The Bohr-Pál Theorem and its friends

In the course of writing our paper on the support of the Kloosterman paths, Will Sawin and I encountered some very beautiful classical questions of Fourier analysis. As discussed in the previous post, we were interested in the following question: given a continuous function f \colon [0,1]\to \mathbf{C}, such that (1) we have f(1)\in [-2,2]\subset \mathbf{R} and (2) the function g(t)=f(t)-tf(1) has purely imaginary Fourier coefficients \hat{g}(h) for h\not=0, does there exist an increasing homeomorphism \sigma\colon [0,1]\to [0,1], such that \sigma(1-t)=1-\sigma(t), and such that the new function f_1(t)=f(\sigma(t)), in addition to the analogue of (1) and (2), also satisfies |\hat{g}_1(h)|\leq 1/(\pi|h|) for h\not=0?

After some searching we found the right keywords, or mathematical attractor, for this type of problem.
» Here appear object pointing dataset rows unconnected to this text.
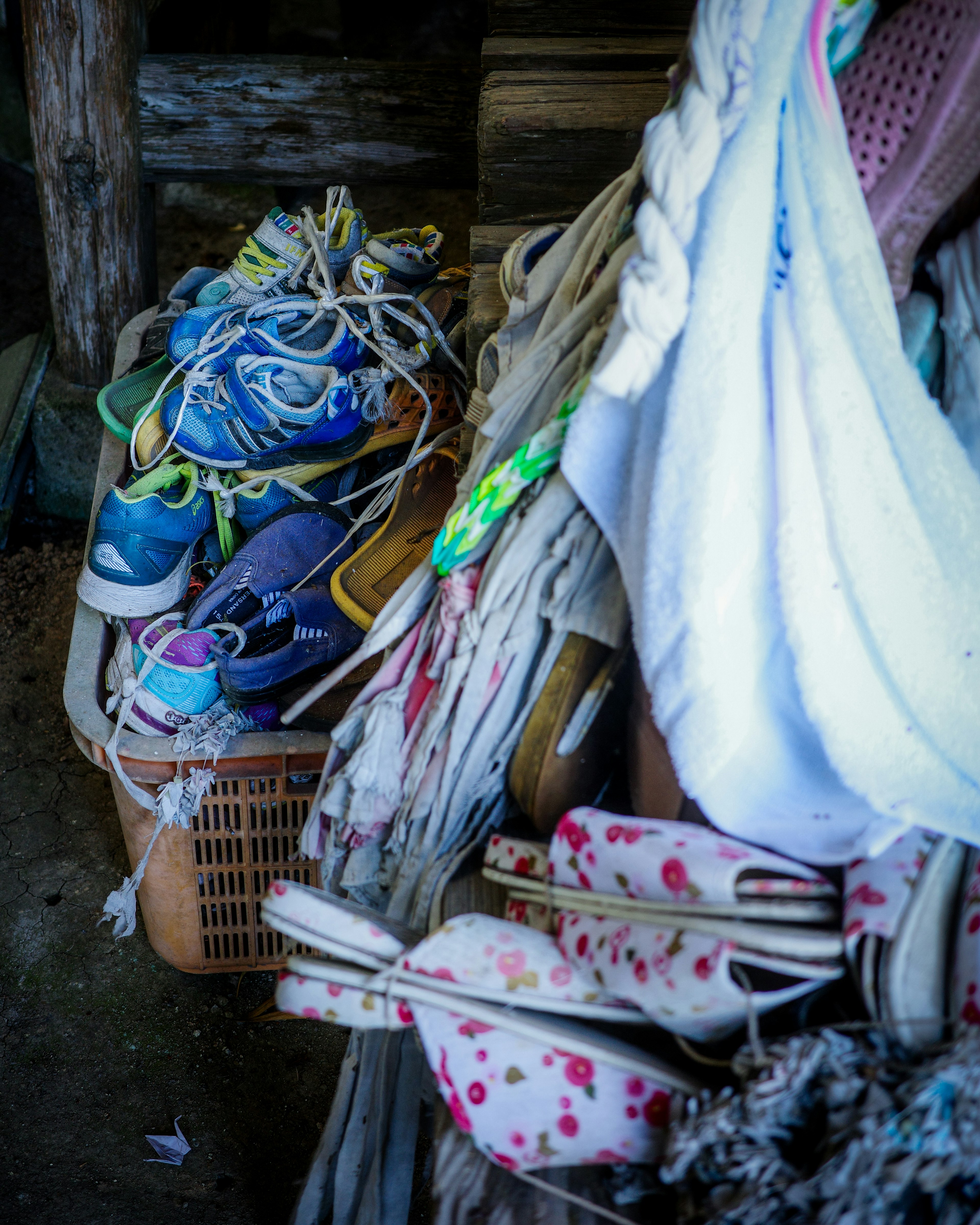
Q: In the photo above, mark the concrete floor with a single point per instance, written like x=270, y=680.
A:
x=103, y=1042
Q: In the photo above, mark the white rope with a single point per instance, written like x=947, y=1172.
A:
x=680, y=151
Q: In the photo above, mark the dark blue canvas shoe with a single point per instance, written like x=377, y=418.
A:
x=281, y=553
x=297, y=640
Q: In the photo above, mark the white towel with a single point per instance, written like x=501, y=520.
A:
x=960, y=276
x=794, y=520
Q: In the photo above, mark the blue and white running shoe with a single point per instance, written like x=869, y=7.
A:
x=266, y=413
x=296, y=328
x=143, y=548
x=255, y=505
x=269, y=259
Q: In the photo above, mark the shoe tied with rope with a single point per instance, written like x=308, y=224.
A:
x=265, y=265
x=266, y=413
x=407, y=259
x=297, y=640
x=143, y=548
x=293, y=326
x=281, y=554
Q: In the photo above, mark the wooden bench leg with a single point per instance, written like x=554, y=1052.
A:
x=80, y=69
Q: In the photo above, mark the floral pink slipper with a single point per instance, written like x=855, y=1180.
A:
x=335, y=925
x=912, y=109
x=966, y=985
x=647, y=869
x=325, y=990
x=898, y=919
x=533, y=1104
x=690, y=983
x=482, y=957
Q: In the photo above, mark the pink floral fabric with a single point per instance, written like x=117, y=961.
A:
x=667, y=861
x=319, y=912
x=491, y=955
x=966, y=985
x=682, y=979
x=531, y=914
x=876, y=891
x=518, y=857
x=340, y=1004
x=529, y=1106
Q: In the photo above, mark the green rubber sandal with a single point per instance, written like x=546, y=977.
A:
x=122, y=402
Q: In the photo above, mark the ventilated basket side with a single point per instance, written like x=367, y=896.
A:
x=200, y=896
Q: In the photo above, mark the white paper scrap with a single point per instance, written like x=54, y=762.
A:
x=172, y=1148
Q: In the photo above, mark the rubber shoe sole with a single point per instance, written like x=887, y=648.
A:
x=120, y=601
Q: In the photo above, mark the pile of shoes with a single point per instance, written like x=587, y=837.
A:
x=293, y=427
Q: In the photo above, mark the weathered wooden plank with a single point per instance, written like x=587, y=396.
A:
x=587, y=19
x=488, y=243
x=302, y=119
x=486, y=308
x=550, y=141
x=521, y=54
x=80, y=68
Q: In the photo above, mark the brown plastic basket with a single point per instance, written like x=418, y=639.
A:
x=200, y=896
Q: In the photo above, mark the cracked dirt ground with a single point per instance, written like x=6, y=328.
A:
x=103, y=1042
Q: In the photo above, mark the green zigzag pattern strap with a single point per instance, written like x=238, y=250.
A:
x=500, y=489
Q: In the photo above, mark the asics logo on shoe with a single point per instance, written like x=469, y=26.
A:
x=108, y=555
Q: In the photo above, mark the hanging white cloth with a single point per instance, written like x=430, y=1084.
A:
x=794, y=520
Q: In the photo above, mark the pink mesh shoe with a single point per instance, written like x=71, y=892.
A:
x=912, y=108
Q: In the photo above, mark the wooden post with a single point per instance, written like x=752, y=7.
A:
x=80, y=68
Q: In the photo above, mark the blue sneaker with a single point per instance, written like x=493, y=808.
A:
x=296, y=640
x=271, y=255
x=276, y=558
x=254, y=506
x=143, y=548
x=295, y=328
x=266, y=413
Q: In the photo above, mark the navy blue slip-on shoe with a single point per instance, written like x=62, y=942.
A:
x=297, y=640
x=273, y=560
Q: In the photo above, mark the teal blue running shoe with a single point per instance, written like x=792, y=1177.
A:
x=143, y=548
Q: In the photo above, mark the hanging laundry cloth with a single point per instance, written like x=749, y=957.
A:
x=793, y=518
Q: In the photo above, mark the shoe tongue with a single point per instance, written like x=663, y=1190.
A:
x=285, y=222
x=280, y=237
x=247, y=402
x=270, y=326
x=291, y=389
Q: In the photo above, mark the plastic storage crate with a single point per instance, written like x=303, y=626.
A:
x=201, y=890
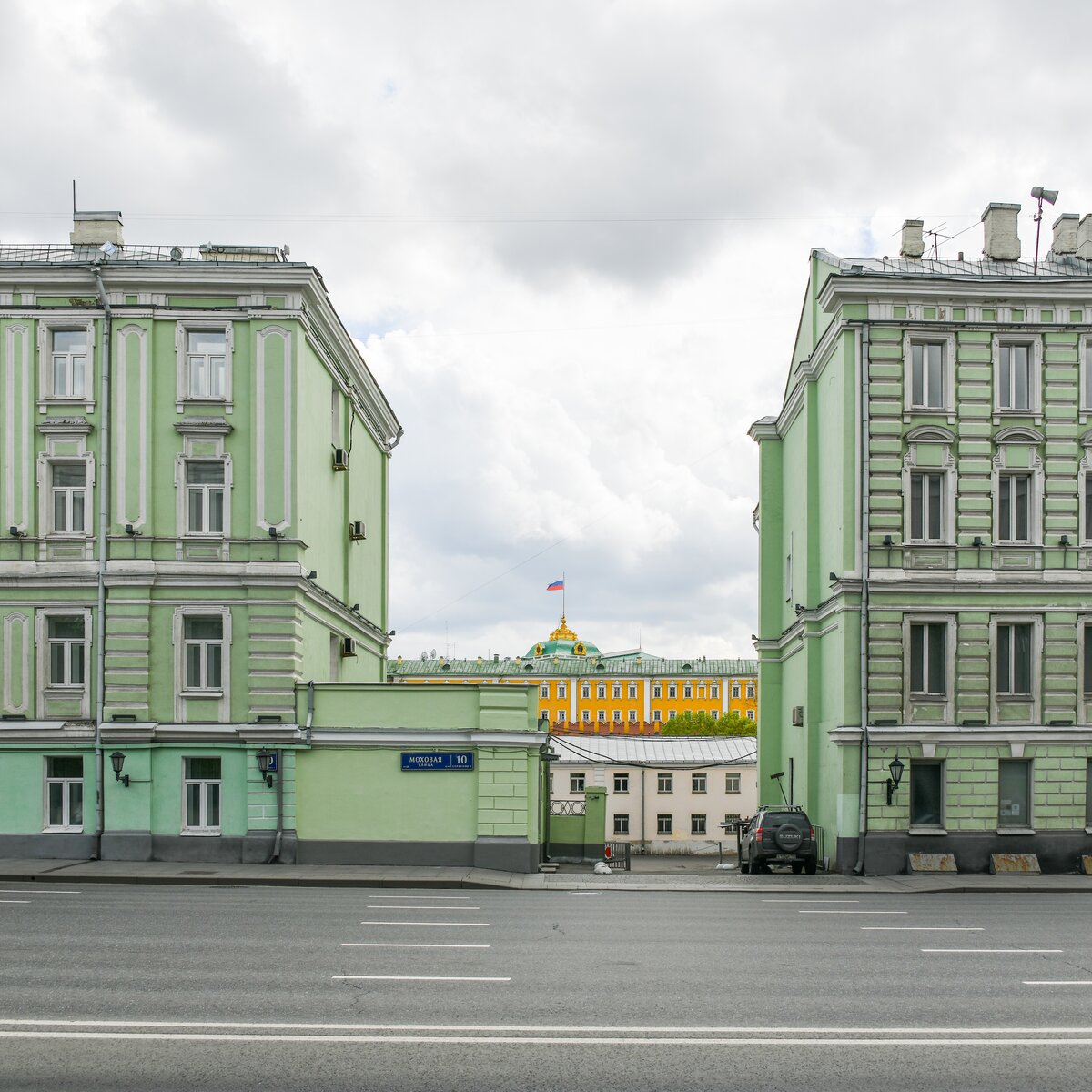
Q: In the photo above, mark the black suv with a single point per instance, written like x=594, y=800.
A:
x=779, y=835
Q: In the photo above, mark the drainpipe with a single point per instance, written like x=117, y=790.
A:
x=104, y=520
x=858, y=868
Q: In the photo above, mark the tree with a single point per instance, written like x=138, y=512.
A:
x=703, y=724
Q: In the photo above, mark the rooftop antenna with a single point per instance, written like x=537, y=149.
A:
x=1049, y=197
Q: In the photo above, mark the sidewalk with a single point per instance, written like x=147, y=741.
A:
x=650, y=874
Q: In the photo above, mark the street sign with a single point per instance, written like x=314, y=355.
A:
x=438, y=760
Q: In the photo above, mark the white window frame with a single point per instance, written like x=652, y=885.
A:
x=947, y=343
x=184, y=693
x=66, y=825
x=47, y=392
x=1035, y=345
x=1033, y=702
x=202, y=829
x=183, y=329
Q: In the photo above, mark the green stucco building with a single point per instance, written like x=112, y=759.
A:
x=925, y=520
x=194, y=490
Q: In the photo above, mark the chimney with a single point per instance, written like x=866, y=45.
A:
x=1065, y=234
x=913, y=245
x=1085, y=238
x=96, y=228
x=1003, y=244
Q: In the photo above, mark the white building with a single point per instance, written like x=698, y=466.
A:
x=665, y=794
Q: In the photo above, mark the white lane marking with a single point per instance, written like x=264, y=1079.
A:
x=378, y=945
x=995, y=951
x=28, y=891
x=452, y=924
x=408, y=896
x=429, y=910
x=599, y=1041
x=412, y=977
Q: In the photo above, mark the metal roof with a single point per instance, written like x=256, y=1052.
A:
x=518, y=666
x=654, y=751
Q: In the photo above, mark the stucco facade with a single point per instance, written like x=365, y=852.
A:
x=925, y=554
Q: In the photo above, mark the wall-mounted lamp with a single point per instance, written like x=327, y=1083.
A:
x=893, y=784
x=267, y=759
x=118, y=760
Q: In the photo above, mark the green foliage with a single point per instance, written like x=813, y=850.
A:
x=703, y=724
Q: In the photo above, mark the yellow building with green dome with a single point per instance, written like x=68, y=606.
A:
x=583, y=689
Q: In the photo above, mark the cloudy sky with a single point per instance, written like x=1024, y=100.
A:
x=571, y=238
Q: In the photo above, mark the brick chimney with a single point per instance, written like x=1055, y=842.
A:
x=1065, y=234
x=1003, y=243
x=913, y=244
x=94, y=228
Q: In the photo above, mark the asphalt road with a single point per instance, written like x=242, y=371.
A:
x=179, y=987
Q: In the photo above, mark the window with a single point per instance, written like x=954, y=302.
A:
x=203, y=652
x=928, y=662
x=926, y=507
x=1015, y=377
x=69, y=495
x=68, y=363
x=205, y=497
x=1014, y=793
x=201, y=795
x=66, y=651
x=926, y=794
x=927, y=387
x=1014, y=508
x=1014, y=652
x=65, y=792
x=207, y=364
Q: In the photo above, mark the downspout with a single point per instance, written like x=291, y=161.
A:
x=104, y=519
x=858, y=868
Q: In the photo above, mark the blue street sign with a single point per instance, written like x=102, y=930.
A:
x=438, y=760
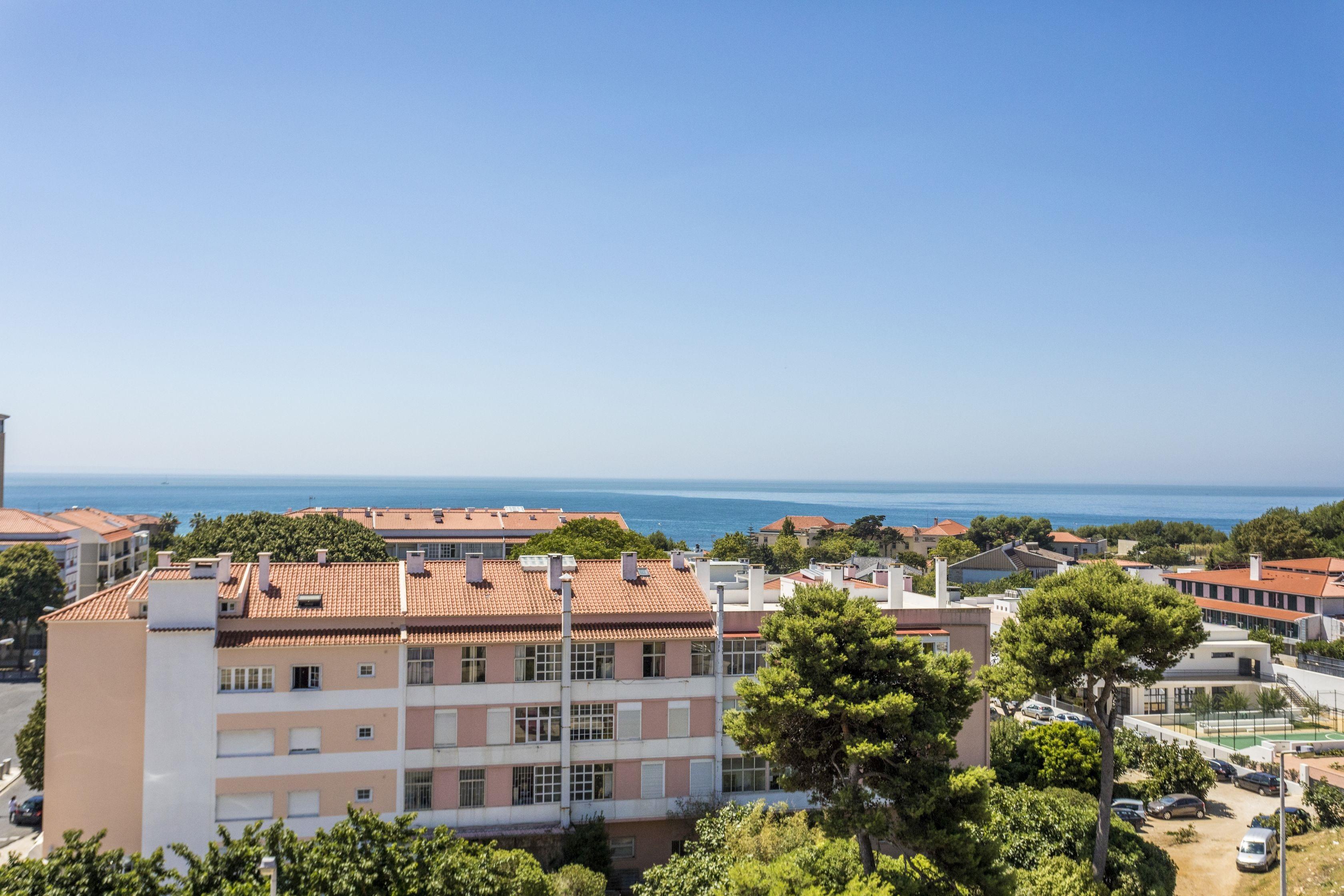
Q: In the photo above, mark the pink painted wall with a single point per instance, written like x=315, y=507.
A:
x=445, y=789
x=655, y=720
x=702, y=718
x=630, y=660
x=420, y=727
x=679, y=659
x=471, y=727
x=678, y=782
x=628, y=780
x=499, y=785
x=499, y=663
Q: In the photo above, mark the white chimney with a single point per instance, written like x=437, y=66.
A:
x=896, y=590
x=554, y=569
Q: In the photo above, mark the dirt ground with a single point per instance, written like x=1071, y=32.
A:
x=1209, y=866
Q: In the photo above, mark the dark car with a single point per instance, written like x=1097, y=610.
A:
x=1261, y=782
x=29, y=813
x=1176, y=806
x=1132, y=816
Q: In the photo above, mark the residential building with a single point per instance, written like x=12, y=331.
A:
x=1077, y=547
x=451, y=534
x=1299, y=600
x=500, y=698
x=808, y=530
x=1012, y=557
x=94, y=548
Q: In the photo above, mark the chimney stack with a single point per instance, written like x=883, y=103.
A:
x=554, y=569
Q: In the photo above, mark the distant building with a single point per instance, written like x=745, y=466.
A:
x=1014, y=557
x=451, y=534
x=1074, y=546
x=93, y=547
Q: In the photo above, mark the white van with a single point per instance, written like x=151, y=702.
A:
x=1258, y=850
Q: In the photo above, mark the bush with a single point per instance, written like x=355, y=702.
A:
x=576, y=880
x=1327, y=801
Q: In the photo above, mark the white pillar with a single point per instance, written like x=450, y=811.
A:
x=566, y=687
x=718, y=700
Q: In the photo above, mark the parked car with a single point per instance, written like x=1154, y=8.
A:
x=29, y=813
x=1132, y=816
x=1258, y=850
x=1038, y=711
x=1261, y=782
x=1176, y=806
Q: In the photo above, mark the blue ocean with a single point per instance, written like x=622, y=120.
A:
x=693, y=510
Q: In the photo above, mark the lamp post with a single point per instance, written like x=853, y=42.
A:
x=268, y=868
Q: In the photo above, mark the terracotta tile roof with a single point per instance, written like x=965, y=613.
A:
x=347, y=589
x=483, y=522
x=312, y=638
x=1315, y=584
x=109, y=604
x=546, y=634
x=15, y=522
x=1252, y=610
x=806, y=523
x=507, y=590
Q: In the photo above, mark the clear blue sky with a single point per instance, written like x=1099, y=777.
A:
x=987, y=242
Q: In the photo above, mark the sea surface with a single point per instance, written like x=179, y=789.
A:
x=698, y=511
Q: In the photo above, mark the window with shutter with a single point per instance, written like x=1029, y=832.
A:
x=445, y=727
x=651, y=781
x=499, y=726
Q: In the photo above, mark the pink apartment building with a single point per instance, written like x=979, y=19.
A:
x=500, y=698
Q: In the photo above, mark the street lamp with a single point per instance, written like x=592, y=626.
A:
x=268, y=868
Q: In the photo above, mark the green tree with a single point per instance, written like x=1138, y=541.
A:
x=589, y=539
x=990, y=532
x=1094, y=629
x=30, y=581
x=287, y=538
x=31, y=741
x=955, y=550
x=867, y=722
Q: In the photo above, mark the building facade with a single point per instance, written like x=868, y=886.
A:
x=451, y=534
x=500, y=698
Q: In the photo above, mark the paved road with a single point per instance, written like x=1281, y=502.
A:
x=17, y=700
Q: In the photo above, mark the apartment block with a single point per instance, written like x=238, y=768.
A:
x=451, y=534
x=499, y=698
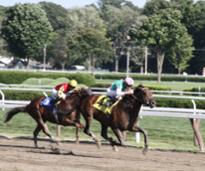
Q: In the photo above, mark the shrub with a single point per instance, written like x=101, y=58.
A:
x=17, y=77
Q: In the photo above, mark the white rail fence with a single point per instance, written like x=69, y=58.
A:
x=193, y=114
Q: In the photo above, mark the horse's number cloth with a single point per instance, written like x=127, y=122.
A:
x=101, y=104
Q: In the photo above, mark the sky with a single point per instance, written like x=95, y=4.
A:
x=64, y=3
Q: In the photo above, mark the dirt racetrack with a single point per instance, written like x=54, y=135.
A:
x=20, y=155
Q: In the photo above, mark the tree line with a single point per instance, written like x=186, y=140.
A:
x=101, y=35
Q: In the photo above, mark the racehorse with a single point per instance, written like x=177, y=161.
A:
x=123, y=115
x=67, y=115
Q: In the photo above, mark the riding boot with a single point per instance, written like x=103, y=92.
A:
x=55, y=115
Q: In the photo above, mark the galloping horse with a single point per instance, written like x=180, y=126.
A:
x=67, y=115
x=123, y=116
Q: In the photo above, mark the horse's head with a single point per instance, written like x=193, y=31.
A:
x=144, y=95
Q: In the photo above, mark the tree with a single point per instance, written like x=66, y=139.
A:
x=91, y=46
x=3, y=45
x=57, y=49
x=87, y=37
x=119, y=17
x=155, y=6
x=162, y=32
x=26, y=30
x=57, y=15
x=181, y=52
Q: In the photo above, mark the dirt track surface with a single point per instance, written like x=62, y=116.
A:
x=20, y=155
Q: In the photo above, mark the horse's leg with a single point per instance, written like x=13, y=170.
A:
x=77, y=135
x=35, y=135
x=87, y=131
x=119, y=135
x=141, y=130
x=44, y=128
x=105, y=135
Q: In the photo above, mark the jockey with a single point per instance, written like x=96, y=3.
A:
x=60, y=90
x=120, y=87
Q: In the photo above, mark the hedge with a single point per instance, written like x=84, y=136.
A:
x=165, y=77
x=161, y=102
x=17, y=77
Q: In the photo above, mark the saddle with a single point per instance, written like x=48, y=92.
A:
x=104, y=104
x=48, y=103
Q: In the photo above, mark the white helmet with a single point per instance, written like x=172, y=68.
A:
x=129, y=81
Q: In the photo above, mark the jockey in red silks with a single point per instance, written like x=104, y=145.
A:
x=60, y=90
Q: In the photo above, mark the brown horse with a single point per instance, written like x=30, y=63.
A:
x=67, y=115
x=123, y=116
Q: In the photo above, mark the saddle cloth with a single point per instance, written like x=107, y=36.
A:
x=104, y=104
x=48, y=103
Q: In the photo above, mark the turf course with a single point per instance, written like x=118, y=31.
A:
x=164, y=133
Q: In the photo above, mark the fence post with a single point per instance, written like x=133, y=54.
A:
x=198, y=140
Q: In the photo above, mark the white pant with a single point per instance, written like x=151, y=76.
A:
x=111, y=93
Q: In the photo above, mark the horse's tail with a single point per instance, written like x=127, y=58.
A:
x=13, y=112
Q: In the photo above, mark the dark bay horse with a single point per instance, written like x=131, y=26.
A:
x=67, y=115
x=123, y=116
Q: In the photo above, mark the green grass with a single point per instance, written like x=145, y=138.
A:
x=173, y=85
x=163, y=133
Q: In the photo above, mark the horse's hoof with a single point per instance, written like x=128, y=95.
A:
x=98, y=144
x=115, y=148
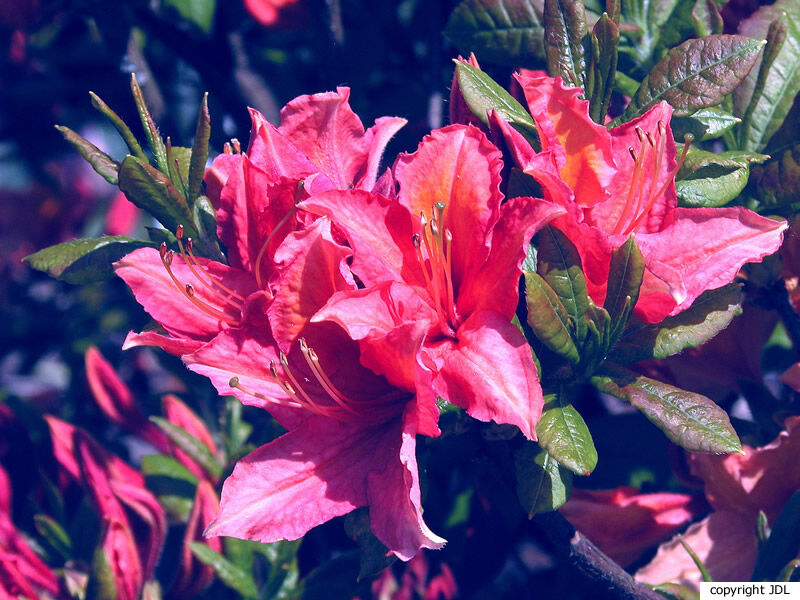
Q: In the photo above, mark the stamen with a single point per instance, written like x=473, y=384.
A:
x=290, y=212
x=234, y=383
x=222, y=292
x=313, y=362
x=188, y=290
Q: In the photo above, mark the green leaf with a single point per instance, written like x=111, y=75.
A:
x=690, y=420
x=55, y=535
x=194, y=448
x=548, y=318
x=708, y=180
x=603, y=66
x=624, y=280
x=782, y=545
x=675, y=591
x=543, y=485
x=101, y=162
x=563, y=433
x=374, y=555
x=172, y=483
x=178, y=159
x=709, y=314
x=559, y=264
x=198, y=12
x=124, y=131
x=564, y=33
x=84, y=260
x=197, y=167
x=696, y=74
x=500, y=31
x=152, y=191
x=228, y=573
x=696, y=560
x=766, y=96
x=150, y=129
x=704, y=124
x=482, y=94
x=777, y=183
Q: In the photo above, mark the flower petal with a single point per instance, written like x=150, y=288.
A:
x=313, y=268
x=457, y=166
x=167, y=301
x=582, y=147
x=725, y=542
x=495, y=286
x=703, y=249
x=490, y=372
x=393, y=495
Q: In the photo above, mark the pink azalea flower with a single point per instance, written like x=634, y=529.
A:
x=624, y=523
x=351, y=439
x=448, y=247
x=620, y=182
x=193, y=576
x=22, y=572
x=113, y=485
x=738, y=487
x=254, y=195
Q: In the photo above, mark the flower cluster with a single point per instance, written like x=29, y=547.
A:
x=354, y=301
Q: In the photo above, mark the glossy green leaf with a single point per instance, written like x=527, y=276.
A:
x=696, y=74
x=202, y=135
x=690, y=420
x=151, y=190
x=598, y=338
x=172, y=483
x=708, y=180
x=777, y=183
x=101, y=162
x=649, y=19
x=559, y=264
x=199, y=13
x=54, y=535
x=704, y=124
x=707, y=18
x=709, y=314
x=194, y=448
x=482, y=94
x=603, y=66
x=782, y=545
x=564, y=33
x=500, y=31
x=624, y=280
x=120, y=125
x=548, y=318
x=543, y=485
x=374, y=555
x=564, y=434
x=84, y=260
x=766, y=96
x=150, y=130
x=228, y=573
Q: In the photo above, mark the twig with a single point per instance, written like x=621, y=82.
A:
x=608, y=578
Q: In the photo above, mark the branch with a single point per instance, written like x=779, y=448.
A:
x=609, y=580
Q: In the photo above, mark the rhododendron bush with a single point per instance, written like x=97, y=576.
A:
x=538, y=338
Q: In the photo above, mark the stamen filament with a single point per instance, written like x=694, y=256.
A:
x=166, y=259
x=234, y=383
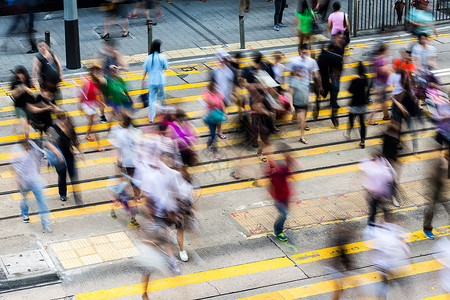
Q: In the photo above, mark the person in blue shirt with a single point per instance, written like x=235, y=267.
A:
x=154, y=66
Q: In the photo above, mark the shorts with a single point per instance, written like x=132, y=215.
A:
x=20, y=112
x=89, y=109
x=299, y=107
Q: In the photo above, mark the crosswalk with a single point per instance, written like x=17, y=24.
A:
x=327, y=156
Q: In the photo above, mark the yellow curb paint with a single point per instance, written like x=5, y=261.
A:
x=183, y=280
x=329, y=286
It starts with a short paper of Gyula, alias Julius, alias Jules, Pál, alias Pal, alias Perl, in 1914, who attributes to Fejér the following question : can one reparameterize a continuous periodic function in such a way that the new function has uniformly convergent Fourier series? Pál shows that he can almost do it: his reparameterized function has Fourier series that converges uniformly on [\delta,1-\delta], where \delta>0 can be arbitrarily small (but the change of variable depends on \delta).

This Theorem of Pál becomes the Bohr–Pál Theorem after Harald Bohr’s full answer to Fejér’s question in Acta Universitatis Szegediensis in 1935. (Note: I had never looked before at the archive of this particular journal; like most mathematical journals of this period, it is amazing how many names, and even theorems, one can recognize in almost any issue !)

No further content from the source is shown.